The third group, referred to as the traction theories, suggests that traction on the caudal spinal cord by a myelomeningocele may pull the hindbrain caudally.144,145 However, experimental evidence suggests that the forces generated by spinal cord traction are dissipated within four spinal segments.146 Moreover, these theories do not explain the upwardly herniated superior cerebellar vermis, the medullary kink and vermian peg, or associated cerebral anomalies.

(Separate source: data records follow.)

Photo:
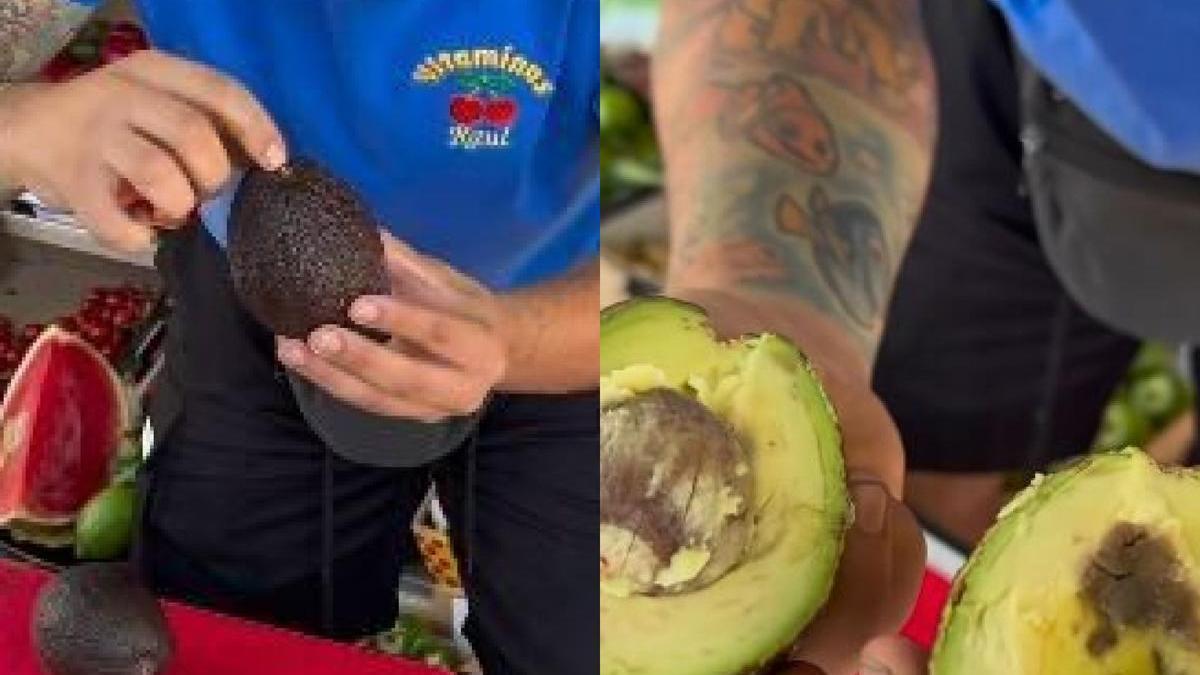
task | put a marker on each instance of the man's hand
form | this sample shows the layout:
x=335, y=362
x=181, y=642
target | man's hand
x=445, y=353
x=880, y=571
x=136, y=145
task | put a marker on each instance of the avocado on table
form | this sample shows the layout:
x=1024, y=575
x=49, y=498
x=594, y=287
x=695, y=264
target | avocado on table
x=97, y=619
x=1092, y=569
x=723, y=499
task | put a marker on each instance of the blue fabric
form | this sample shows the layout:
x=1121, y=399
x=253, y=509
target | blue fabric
x=1131, y=66
x=357, y=85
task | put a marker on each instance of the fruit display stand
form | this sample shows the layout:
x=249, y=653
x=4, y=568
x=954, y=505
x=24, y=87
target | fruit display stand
x=205, y=643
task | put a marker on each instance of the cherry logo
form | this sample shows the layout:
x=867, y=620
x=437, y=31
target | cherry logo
x=501, y=112
x=466, y=108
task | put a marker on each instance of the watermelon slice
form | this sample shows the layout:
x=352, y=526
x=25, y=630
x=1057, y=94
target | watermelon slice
x=60, y=429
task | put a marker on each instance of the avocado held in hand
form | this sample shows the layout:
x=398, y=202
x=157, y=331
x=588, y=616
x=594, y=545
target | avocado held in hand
x=723, y=494
x=100, y=620
x=303, y=246
x=1092, y=569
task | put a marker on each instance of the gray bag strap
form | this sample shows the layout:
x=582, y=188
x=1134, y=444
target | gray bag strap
x=1122, y=237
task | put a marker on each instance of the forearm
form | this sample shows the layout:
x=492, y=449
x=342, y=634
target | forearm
x=797, y=137
x=31, y=33
x=553, y=334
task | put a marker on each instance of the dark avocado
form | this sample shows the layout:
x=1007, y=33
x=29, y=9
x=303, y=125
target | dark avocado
x=303, y=246
x=100, y=620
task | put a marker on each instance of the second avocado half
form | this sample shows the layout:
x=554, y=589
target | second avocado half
x=303, y=246
x=1093, y=569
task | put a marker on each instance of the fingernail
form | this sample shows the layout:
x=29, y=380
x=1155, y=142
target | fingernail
x=365, y=311
x=871, y=502
x=327, y=342
x=275, y=156
x=291, y=354
x=871, y=667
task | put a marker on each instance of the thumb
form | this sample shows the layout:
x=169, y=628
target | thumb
x=799, y=668
x=877, y=580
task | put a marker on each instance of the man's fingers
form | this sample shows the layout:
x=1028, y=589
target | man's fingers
x=192, y=138
x=894, y=655
x=346, y=387
x=429, y=281
x=239, y=113
x=108, y=221
x=397, y=375
x=153, y=172
x=877, y=580
x=799, y=669
x=460, y=341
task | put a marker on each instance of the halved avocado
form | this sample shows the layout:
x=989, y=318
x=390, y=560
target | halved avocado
x=724, y=497
x=1092, y=569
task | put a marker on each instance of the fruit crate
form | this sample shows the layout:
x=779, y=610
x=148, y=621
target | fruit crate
x=42, y=282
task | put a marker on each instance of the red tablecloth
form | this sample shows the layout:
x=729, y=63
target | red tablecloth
x=205, y=644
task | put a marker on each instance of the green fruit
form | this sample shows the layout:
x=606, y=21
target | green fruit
x=1158, y=396
x=723, y=495
x=1122, y=426
x=1092, y=569
x=105, y=527
x=303, y=246
x=619, y=111
x=99, y=619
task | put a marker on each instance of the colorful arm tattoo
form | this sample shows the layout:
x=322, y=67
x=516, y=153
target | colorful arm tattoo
x=798, y=137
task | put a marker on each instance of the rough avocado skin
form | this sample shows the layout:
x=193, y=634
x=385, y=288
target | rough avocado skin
x=100, y=620
x=303, y=246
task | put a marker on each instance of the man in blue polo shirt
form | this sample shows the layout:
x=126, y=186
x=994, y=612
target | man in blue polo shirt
x=471, y=131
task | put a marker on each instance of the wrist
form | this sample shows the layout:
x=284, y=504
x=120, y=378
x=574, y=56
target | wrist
x=511, y=327
x=12, y=99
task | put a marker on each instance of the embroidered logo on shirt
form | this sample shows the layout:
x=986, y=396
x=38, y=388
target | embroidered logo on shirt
x=485, y=107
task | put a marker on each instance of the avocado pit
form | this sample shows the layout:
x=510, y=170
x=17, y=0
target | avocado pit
x=1137, y=581
x=676, y=494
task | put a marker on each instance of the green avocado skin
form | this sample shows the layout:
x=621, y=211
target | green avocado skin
x=100, y=620
x=303, y=246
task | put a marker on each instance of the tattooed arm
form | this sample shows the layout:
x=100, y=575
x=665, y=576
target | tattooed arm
x=797, y=136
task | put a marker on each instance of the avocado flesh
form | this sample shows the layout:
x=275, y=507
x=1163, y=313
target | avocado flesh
x=768, y=395
x=97, y=619
x=1090, y=569
x=303, y=246
x=676, y=495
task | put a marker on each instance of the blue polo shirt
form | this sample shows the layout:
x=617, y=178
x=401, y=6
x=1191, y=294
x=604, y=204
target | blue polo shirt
x=469, y=127
x=1131, y=66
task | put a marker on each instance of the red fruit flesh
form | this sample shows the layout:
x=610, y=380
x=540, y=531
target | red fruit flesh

The fourth group, referred to as the small posterior fossa/overgrowth theories, suggests that the Chiari malformation is caused by a primary disorder of the paraxial mesoderm that results in a small posterior fossa that cannot adequately accommodate the burgeoning cerebellum and brainstem.147 Padget and Lindenberg suggested that leakage of cerebrospinal fluid (CSF) from an open neural placode might result in an acquired microcephaly with a small posterior fossa that leads to premature fusion of the cerebellar primordia and, with subsequent cerebellar growth, a Chiari malformation.148,149
McLone and Knepper proposed a unifying theory of embryogenesis for Chiari malformations that incorporates elements of each of the preceding theories.139,143 According to this model, an open neural placode allows CSF to escape from the central canal of the caudal neural tube. In addition, spinal occlusion (which in normal animals and humans precedes and is responsible for rapid brain enlargement) is incomplete in animal models of dysraphism and allows further leakage of CSF from the ventricles through the central canal. Finally, CSF leakage continues from the still open placode after spinal occlusion ends at stage 14 (POD 32). This persistent venting of CSF interferes with proper ventricular enlargement and eventually results in multiple central nervous system anomalies. For example, incomplete dilation of the telencephalic ventricles results in disorganized migration of neurons from the ventricular zone, thereby producing cortical heterotopias, gyral anomalies (stenogyria), and callosal dysgenesis. Inadequate distention of the third ventricle results in prolonged contact between the two thalami and an enlarged massa intermedia. Finally, inadequate enlargement of the rhombencephalic ventricle may similarly influence brainstem development and produce abnormalities of cranial nerve nuclei and their afferent and efferent connections.139
Most importantly, impaired ventricular enlargement affects development of the chondrocranium, especially the posterior fossa. Growth and development of the chondrocranium are normally dependent on cues provided by expansion of the underlying neural mass (the developing brain and ventricular system) during early embryogenesis.150,151 Incomplete distention of the rhombencephalic ventricle leaves the posterior fossa chondrocranium without an adequate inductive force; the posterior fossa is therefore smaller than normal, and the tentorium is low set and deficient.139,143 This small posterior fossa is incapable of accommodating the later growth of the cerebellum, and as a consequence the posterior fossa contents are displaced both cranially through the tentorial incisura and caudally through the foramen magnum. Impaction of neural tissues at these levels impairs CSF flow through the foramina of Luschka and Magendie, as well as through the subarachnoid space at the foramen magnum and tentorial incisura, and results in hydrocephalus.
Finally, although the secondary neuronal migration and other malformations are fixed once they occur, the hindbrain abnormalities appear to be anatomically reversible if fetal surgery is peformed,152 thus confirming that this is a prenatally acquired anomaly rather than a true developmental malformation.